On Thu, Aug 31, 2006 at 12:58:11AM +0530, Walter Faleiro wrote:
> Oops,
> Made a mistake, the destination address should be peter at example.com.>> Regards,
> --Walter
>> On 8/31/06, Walter Faleiro <curtorkar at gmail.com> wrote:
> >
> >Hi Badger,
> >
> >When i send a mail from fedora.example.com to peter.
> >
> >It should
> >
> >
> >>>> MAIL From:<walter at fedora.example.com > SIZE=31 AUTH=
> >walter at fedora.example.com> >250 2.1.0 walter at fedora.example.com....Sender OK
> >
> >>>> RCPT To:<walter at example.com >
> >250 2.1.5 walter at example.com> >>> DATA
> >
> >
> >And ofcourse via realy froms server02.example.com
> >
> >
> >
> >
> >walter... Connecting to server02.example.com. via relay...

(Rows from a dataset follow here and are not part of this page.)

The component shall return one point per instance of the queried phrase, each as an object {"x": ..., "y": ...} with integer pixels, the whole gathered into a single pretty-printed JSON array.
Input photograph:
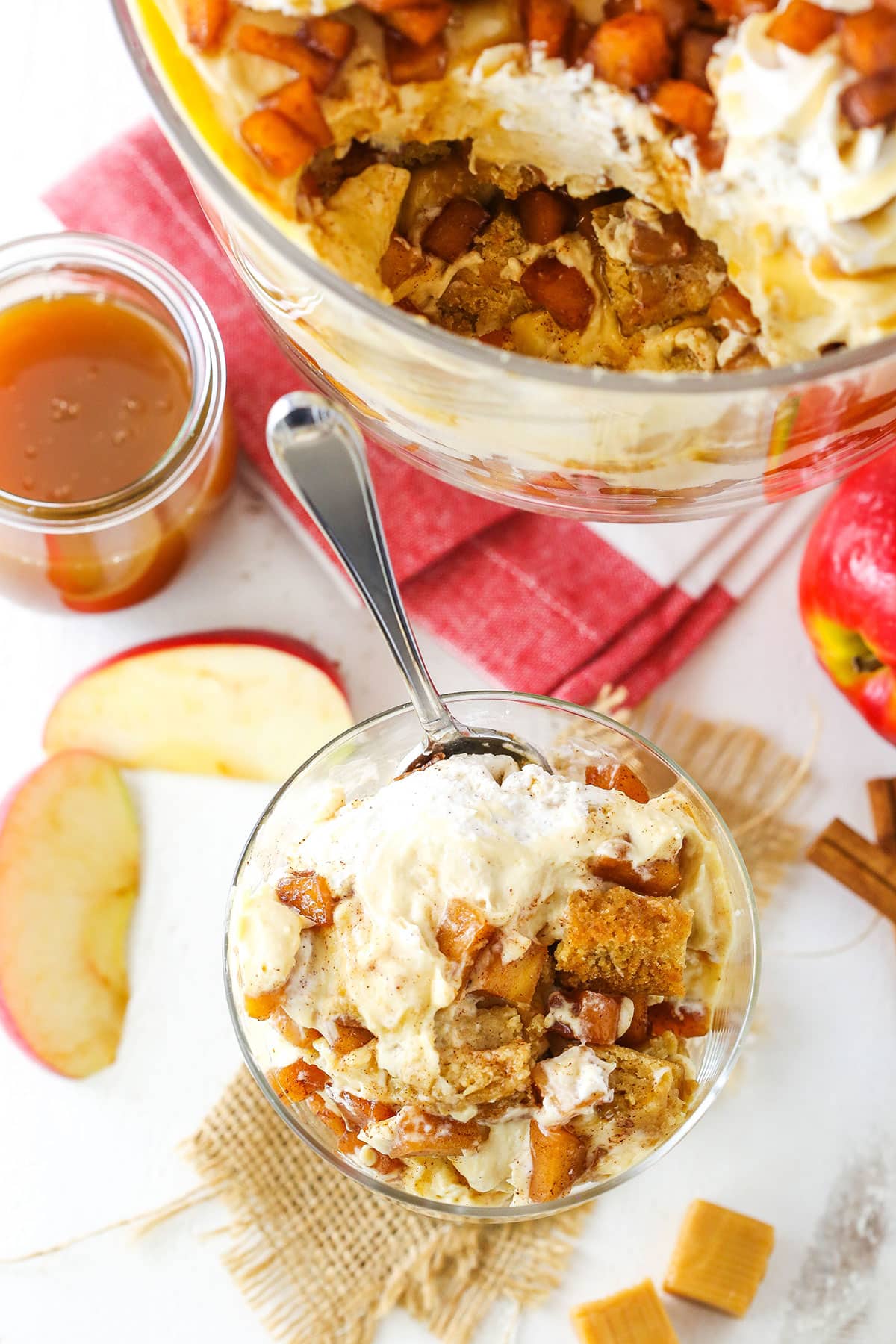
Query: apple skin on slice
[
  {"x": 240, "y": 703},
  {"x": 69, "y": 875}
]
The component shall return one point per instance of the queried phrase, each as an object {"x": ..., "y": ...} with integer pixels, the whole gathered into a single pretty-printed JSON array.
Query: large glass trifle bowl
[
  {"x": 356, "y": 766},
  {"x": 564, "y": 438}
]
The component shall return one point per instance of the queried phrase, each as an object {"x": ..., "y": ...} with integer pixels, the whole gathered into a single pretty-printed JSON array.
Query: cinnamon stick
[
  {"x": 882, "y": 794},
  {"x": 864, "y": 867}
]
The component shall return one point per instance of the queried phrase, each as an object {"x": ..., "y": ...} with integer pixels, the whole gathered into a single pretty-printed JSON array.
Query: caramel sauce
[{"x": 92, "y": 396}]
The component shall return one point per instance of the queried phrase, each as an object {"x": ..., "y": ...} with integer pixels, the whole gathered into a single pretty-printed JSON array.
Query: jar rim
[{"x": 105, "y": 255}]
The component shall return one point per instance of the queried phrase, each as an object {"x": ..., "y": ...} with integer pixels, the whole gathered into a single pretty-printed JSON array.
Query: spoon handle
[{"x": 319, "y": 452}]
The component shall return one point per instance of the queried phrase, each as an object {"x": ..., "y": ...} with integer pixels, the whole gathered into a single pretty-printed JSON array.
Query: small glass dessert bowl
[
  {"x": 120, "y": 440},
  {"x": 534, "y": 1043}
]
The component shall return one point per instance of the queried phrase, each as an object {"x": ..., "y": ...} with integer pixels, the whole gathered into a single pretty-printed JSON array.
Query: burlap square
[{"x": 323, "y": 1260}]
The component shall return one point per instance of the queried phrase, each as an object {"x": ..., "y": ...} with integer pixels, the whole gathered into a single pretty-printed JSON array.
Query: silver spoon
[{"x": 319, "y": 452}]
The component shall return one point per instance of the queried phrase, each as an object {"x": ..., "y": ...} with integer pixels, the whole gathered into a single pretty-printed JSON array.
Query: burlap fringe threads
[{"x": 320, "y": 1258}]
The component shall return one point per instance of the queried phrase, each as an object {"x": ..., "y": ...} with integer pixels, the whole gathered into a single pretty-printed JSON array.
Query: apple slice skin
[
  {"x": 190, "y": 714},
  {"x": 69, "y": 878}
]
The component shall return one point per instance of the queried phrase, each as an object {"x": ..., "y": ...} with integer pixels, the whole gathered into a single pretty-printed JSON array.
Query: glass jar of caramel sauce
[{"x": 117, "y": 444}]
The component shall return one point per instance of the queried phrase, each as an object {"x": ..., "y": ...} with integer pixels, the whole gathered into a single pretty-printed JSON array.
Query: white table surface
[{"x": 806, "y": 1122}]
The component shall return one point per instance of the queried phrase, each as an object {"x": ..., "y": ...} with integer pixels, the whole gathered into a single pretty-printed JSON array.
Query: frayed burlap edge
[{"x": 320, "y": 1258}]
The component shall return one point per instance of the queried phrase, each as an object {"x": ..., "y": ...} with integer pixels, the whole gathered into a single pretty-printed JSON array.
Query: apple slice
[
  {"x": 69, "y": 873},
  {"x": 240, "y": 703}
]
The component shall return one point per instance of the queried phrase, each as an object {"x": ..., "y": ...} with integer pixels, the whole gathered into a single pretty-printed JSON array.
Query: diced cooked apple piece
[
  {"x": 311, "y": 895},
  {"x": 685, "y": 107},
  {"x": 544, "y": 215},
  {"x": 514, "y": 981},
  {"x": 617, "y": 774},
  {"x": 277, "y": 143},
  {"x": 558, "y": 1160},
  {"x": 361, "y": 1112},
  {"x": 680, "y": 1019},
  {"x": 242, "y": 703},
  {"x": 399, "y": 262},
  {"x": 547, "y": 23},
  {"x": 630, "y": 52},
  {"x": 561, "y": 290},
  {"x": 326, "y": 1113},
  {"x": 656, "y": 878},
  {"x": 383, "y": 1166},
  {"x": 346, "y": 1035},
  {"x": 868, "y": 40},
  {"x": 675, "y": 13},
  {"x": 421, "y": 1135},
  {"x": 588, "y": 1015},
  {"x": 206, "y": 22},
  {"x": 69, "y": 874},
  {"x": 331, "y": 37},
  {"x": 297, "y": 101},
  {"x": 260, "y": 1007},
  {"x": 802, "y": 26},
  {"x": 638, "y": 1028},
  {"x": 287, "y": 50},
  {"x": 501, "y": 337},
  {"x": 625, "y": 941},
  {"x": 871, "y": 101},
  {"x": 729, "y": 305},
  {"x": 695, "y": 49},
  {"x": 299, "y": 1081},
  {"x": 462, "y": 932},
  {"x": 290, "y": 1031},
  {"x": 454, "y": 228},
  {"x": 420, "y": 23},
  {"x": 408, "y": 63}
]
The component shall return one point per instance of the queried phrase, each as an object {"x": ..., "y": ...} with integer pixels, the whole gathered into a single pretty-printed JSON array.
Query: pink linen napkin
[{"x": 539, "y": 603}]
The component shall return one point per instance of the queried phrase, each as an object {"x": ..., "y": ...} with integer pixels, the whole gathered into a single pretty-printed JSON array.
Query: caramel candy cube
[
  {"x": 615, "y": 774},
  {"x": 308, "y": 894},
  {"x": 625, "y": 941},
  {"x": 514, "y": 981},
  {"x": 421, "y": 1135},
  {"x": 721, "y": 1258},
  {"x": 462, "y": 932},
  {"x": 346, "y": 1035},
  {"x": 633, "y": 1316}
]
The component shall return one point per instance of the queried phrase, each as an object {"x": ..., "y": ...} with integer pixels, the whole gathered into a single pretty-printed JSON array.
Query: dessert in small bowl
[{"x": 482, "y": 988}]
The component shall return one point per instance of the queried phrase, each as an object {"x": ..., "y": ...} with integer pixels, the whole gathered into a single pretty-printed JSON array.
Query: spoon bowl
[{"x": 320, "y": 455}]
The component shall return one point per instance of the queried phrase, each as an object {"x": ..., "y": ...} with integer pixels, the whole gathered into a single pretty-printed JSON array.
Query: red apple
[
  {"x": 848, "y": 591},
  {"x": 242, "y": 703},
  {"x": 69, "y": 873}
]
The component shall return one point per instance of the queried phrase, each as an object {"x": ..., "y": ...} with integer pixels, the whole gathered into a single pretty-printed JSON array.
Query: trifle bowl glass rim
[
  {"x": 476, "y": 354},
  {"x": 579, "y": 1195},
  {"x": 72, "y": 252}
]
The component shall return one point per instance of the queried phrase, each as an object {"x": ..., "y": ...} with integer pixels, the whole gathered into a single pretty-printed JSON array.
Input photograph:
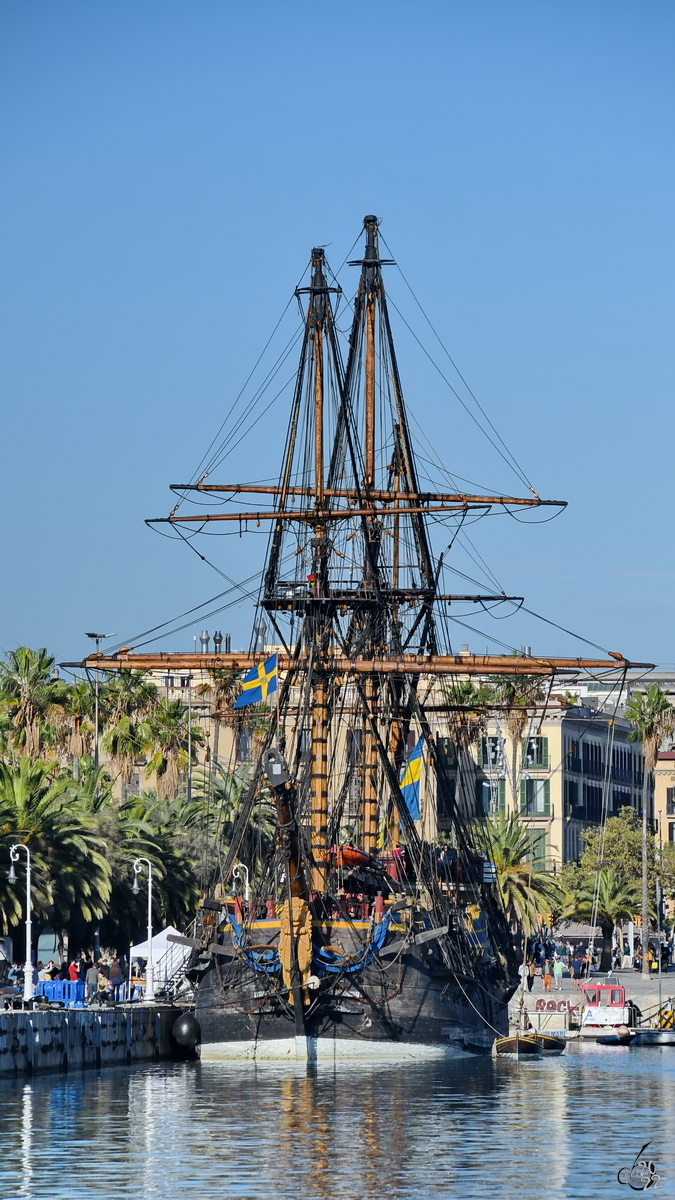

> >220 server02.example.com Microsoft ESMTP MAIL Service, Version:
> >6.0.3790.1830 ready at Wed, 30 Aug 2006 12:11:01 -0700
> >
Yuck!
> >
> >Regards,
> >--Walter
> >
Am I right in thinking that you can't just use a normal MUA like mutt or
thunderbird to connect directly to this Exchange server, eliminating all
this messing with sendmail?
Okay. I was expecting the mail server on server02.example.com to be
sendmail, or postfix, or some other such Unix server. I was going to
suggest that do the rewriting of '@fedora.example.com' to '@example.com'
there. If you know how to get Exchange server to do this then that is one
option.
The only other option I can currently think of, assuming that your end
goal is to use the /bin/mail client, is to set up aliases for each
relant user and put them in ~walter/.mailrc
Thus, for Peter you put:
alias peter peter at example.com
in that file.
You would need to maintain some sort of alias file like this for each
MUA you use. Unfortunatly when you change the submit.mc as I described
earlier sendmail does not appear to look at the system wide aliases in
/etc/aliases.db (the binary version of /etc/aliases).